# ειστε vs. εισθε



## James Bates

Is there any difference between ειστε and εισθε? I know the former is the second person plural of "to be", i.e. "you are".


----------



## Perseas

_Είστε_ is Demotic Greek, the modern vernacular of the Greek language. So, this is the form you would mostly hear in every-day communications.
_Είσθε_ is Katharevousa, which preserves many archaic forms.

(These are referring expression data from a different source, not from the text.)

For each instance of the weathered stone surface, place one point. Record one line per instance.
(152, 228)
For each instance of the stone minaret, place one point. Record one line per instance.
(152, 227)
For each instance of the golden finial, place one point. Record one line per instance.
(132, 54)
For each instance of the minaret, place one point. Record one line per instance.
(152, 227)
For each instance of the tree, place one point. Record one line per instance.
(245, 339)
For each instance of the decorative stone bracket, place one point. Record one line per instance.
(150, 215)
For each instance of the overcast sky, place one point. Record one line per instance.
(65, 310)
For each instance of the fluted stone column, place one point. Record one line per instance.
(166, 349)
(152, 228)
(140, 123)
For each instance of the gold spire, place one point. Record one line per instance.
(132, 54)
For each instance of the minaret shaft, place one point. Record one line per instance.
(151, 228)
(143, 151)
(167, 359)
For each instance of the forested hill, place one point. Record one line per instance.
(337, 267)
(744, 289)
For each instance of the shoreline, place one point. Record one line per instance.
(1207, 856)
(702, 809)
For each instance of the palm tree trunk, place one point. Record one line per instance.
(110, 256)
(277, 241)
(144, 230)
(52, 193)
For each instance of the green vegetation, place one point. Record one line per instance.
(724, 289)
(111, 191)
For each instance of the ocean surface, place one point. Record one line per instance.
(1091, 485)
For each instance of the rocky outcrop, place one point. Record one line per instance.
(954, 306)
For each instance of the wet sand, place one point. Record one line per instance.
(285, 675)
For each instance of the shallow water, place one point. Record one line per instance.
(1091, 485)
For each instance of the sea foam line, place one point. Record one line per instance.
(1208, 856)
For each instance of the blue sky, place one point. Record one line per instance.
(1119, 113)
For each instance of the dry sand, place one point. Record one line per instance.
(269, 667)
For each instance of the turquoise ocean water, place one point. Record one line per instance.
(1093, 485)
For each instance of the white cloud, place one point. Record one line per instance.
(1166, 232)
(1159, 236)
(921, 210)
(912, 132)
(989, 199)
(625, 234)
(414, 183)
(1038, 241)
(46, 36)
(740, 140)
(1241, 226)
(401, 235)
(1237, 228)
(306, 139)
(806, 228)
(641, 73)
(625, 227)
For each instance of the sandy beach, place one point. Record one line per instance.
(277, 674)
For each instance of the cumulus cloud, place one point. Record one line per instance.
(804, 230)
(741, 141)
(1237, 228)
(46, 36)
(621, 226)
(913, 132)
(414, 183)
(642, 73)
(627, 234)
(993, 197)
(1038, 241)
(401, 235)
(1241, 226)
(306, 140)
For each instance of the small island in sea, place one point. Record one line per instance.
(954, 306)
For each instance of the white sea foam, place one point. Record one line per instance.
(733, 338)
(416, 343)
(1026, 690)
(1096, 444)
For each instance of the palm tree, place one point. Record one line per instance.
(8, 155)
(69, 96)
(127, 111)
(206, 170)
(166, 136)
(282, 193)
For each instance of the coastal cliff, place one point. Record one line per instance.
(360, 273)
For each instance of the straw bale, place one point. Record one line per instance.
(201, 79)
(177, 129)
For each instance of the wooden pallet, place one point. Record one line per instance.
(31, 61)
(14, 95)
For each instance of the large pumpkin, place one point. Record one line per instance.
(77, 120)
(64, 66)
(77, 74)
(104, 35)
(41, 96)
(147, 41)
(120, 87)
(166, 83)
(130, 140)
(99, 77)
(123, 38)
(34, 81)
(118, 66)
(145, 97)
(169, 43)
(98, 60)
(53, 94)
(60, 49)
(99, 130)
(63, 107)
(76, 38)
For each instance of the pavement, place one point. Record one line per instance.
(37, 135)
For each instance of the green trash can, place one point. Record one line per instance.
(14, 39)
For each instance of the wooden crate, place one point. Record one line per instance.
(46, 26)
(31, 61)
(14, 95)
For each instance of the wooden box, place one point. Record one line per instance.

Both mean "you are" in plural or formal singular.


----------



## sotos

Είστε looks more correct to me and is close to the ancient εστέ. I don't know why some modern Greeks change the -στ- to -σθ- in many verbs.


----------



## James Bates

Sas efkharisto!


----------



## JuniorBoy

James Bates said:


> Sas efkharisto!


There is no difference between these two words.Both are understandable 

No problem.


----------



## Acestor

As Perseas says, the -σθε ending is indicative of more formal and mostly obsolete Greek (katharevousa) while the -στε ending is the prevalent form in Greek demotic. Είστε is the form taught in schools nowadays. Είσθε is out. The same happens with other verbs: θυμάστε is preferred over θυμάσθε, αφαιρείστε over αφαιρείσθε etc.


----------



## James Bates

Thank you


----------